От этюда Соловьева на память я отказался — мне было бы тяжело видеть его у себя на стене.

2005 г.

В кругу судеб. Из времен Фалька

Известна фраза советского рабочего, напечатанная в одной из газет во время травли Пастернака за его «Доктора Живаго»: «Роман Пастернака я не читал, но за его предательство я его осуждаю». Я Фалька практически не знал, но дважды видел его еще при жизни и оба раза разговаривал с ним: один раз в магазине, второй — когда он показывал свои холсты одному обществу.

Ходивший к нам в дом Василий Павлович Шереметев — Вася, как все его называли, — знал Фалька по Суриковскому институту, в Козах, в довоенные годы, Фальк хвалил Васины работы и считал его одним из самых талантливых студентов. В войну Васю призвали в армию рядовым, и он честно прослужил до ее конца, помня боевые традиции своей семьи. Но фронт измотал его психологически, он перестал спать, и у него, по-видимому, проявилась наследственная психическая болезнь, свойственная представителям многих древних родов. В поведении Васиного предка графа Николая Петровича Шереметева, театрала, меломана, строителя останкинского театра и содержателя сераля крепостных актрис, женившегося на Параше Жемчуговой, было уже очень много странного. После петровского фельдмаршала Бориса Петровича род Шереметевых больше не породил ни одного крупного государственного деятеля или военачальника — только художников и музыкантов, и все с большими странностями.

Во время осеннего наступления вермахта на Москву всех мужчин Суриковского института построили во дворе тогдашнего помещения на Собачьей площадке, за театром Вахтангова, раз* делили на роты, вьщали старые трехлинейки и повели пешком на передовую. Впереди шел князь Чегодаев — искусствовед с европейским образованием, знавший несколько языков, происходивший из военной семьи.

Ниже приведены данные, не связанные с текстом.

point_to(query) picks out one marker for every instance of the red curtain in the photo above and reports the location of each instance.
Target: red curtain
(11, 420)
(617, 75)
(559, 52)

Роты суриковцев немного повоевали, часть из ополчения призвали в настоящую армию, а часть вернулась на Собачью площадку рисовать толстозадых натурщиц и малевать плакаты против немцев. Насколько мне известно, живописный факультет не эвакуировали из Москвы в Ташкент, как, например, МИПИДИ (Московский институт прикладного и декоративного искусства). А вот факультет графики во главе с Фаворским и Чернышевым жил одно время в Средней Азии и рисовал верблюдов и мечети.